"West Ham United potwierdza, iż Aaron Cresswell, Łukasz Fabiański, Vladimír Coufal i Danny Ings opuszczą klub po wygaśnięciu ich kontraktów pod koniec sezonu 2024/25" - taki komunikat londyńskiego klubu ukazał się w piątek 9 maja. Co rozpoczęło dyskusje o przyszłości byłego reprezentanta Polski.
REKLAMA
Zobacz wideo Kosecki mocno o Manchesterze United: To jest chyba przeklęty klub
Łukasz Fabiański odchodzi z West Hamu United. To będzie jego kolejny klub? "Cały czas możliwe"
Czy jedną z opcji dla 40-latka jest powrót do Polski, a konkretnie do Legii Warszawa, gdzie występował w latach 2005-2007? Głos w tej sprawie zabrał dziennikarz Sebastian Staszewski w programie "Pogadajmy o piłce" na kanale Meczyki.pl na YouTube.
- Po informacji, iż Fabiański opuszcza West Ham, zaktywizowali się kibice Legii i napisali, iż "super by było" - zaczął. A następnie ocenił szanse na powrót Fabiańskiego do stołecznego klubu. - Tam jest kwestia syna, który chodzi do szkoły i pamiętam, iż jak ostatnio z Łukaszem rozmawialiśmy, to on chciał, aby syn ukończył tam edukację. Jednak, tak jak z Karolem Świderskim, nie mówiłbym definitywnie nie. Moim zdaniem Michał Żewłakow ma w sobie tyle uroku - wyjaśnił.

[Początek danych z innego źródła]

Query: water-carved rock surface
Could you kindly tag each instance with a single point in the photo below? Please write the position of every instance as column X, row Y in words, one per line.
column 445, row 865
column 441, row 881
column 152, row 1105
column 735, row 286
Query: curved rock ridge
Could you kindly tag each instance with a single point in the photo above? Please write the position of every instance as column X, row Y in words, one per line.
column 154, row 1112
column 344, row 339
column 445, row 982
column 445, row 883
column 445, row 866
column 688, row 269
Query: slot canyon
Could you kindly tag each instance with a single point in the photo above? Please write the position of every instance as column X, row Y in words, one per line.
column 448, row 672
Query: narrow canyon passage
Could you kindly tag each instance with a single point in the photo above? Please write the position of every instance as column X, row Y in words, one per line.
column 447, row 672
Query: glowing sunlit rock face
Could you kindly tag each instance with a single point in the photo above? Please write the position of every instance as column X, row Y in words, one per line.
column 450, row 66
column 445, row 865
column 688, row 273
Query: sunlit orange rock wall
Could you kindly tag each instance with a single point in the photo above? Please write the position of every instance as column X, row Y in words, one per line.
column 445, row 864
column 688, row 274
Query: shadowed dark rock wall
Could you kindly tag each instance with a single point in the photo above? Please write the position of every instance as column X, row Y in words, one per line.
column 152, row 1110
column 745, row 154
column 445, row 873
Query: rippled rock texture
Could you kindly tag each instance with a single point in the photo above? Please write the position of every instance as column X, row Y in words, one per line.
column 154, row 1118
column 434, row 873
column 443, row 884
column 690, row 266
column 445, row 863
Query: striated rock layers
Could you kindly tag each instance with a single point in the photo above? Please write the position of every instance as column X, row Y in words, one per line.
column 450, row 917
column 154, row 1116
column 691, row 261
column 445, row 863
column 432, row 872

Zobacz też: Kosmiczne zarobki Viniciusa w Realu! Wszystko wyszło na jaw
W takim transferze sporą rolę mogłyby odegrać kwestie sentymentalne. - Finanse to ostatnia kwestia, jaką Łukasz poruszy w rozmowie. Natomiast jeżeli będzie chciał wykonać taki emocjonalny krok i na przykład pożegnać się z piłką za rok w Warszawie, to jeżeli w Legii również będzie chęć, są w stanie się dogadać. Będzie bardzo trudno, natomiast uważam, iż to cały czas możliwe i pozostawiłbym otwartą furtkę - powiedział Staszewski.
Łukasz Fabiański trafi do Legii Warszawa? "Będzie próba powrotu do..."
Inne zdanie w tej kwestii ma dziennikarz Tomasz Włodarczyk, przewidujący dalszy pobyt Fabiańskiego za granicą. - Łukasz chce zostać (na Wyspach Brytyjskich - red.). [...] On ma dom w Swansea. Myślę, iż o ile będzie kontynuował karierę, to będzie próba powrotu do Swansea - oznajmił. W walijskim zespole Polak występował w latach 2014-2018 i stamtąd przeniósł się do obecnej drużyny.
Więcej w kwestii przyszłości bramkarza wyjaśni się po zakończeniu sezonu. West Ham w niedzielę gra z Manchesterem United, a potem czekają go jeszcze ligowe spotkania z Nottingham Forest oraz Ipswich. Być może w którymś z nich szansę na pożegnalny występ otrzyma Łukasz Fabiański, który od początku rozgrywek 16-krotnie stał w bramce londyńczyków (cztery czyste konta, 27 przepuszczonych goli).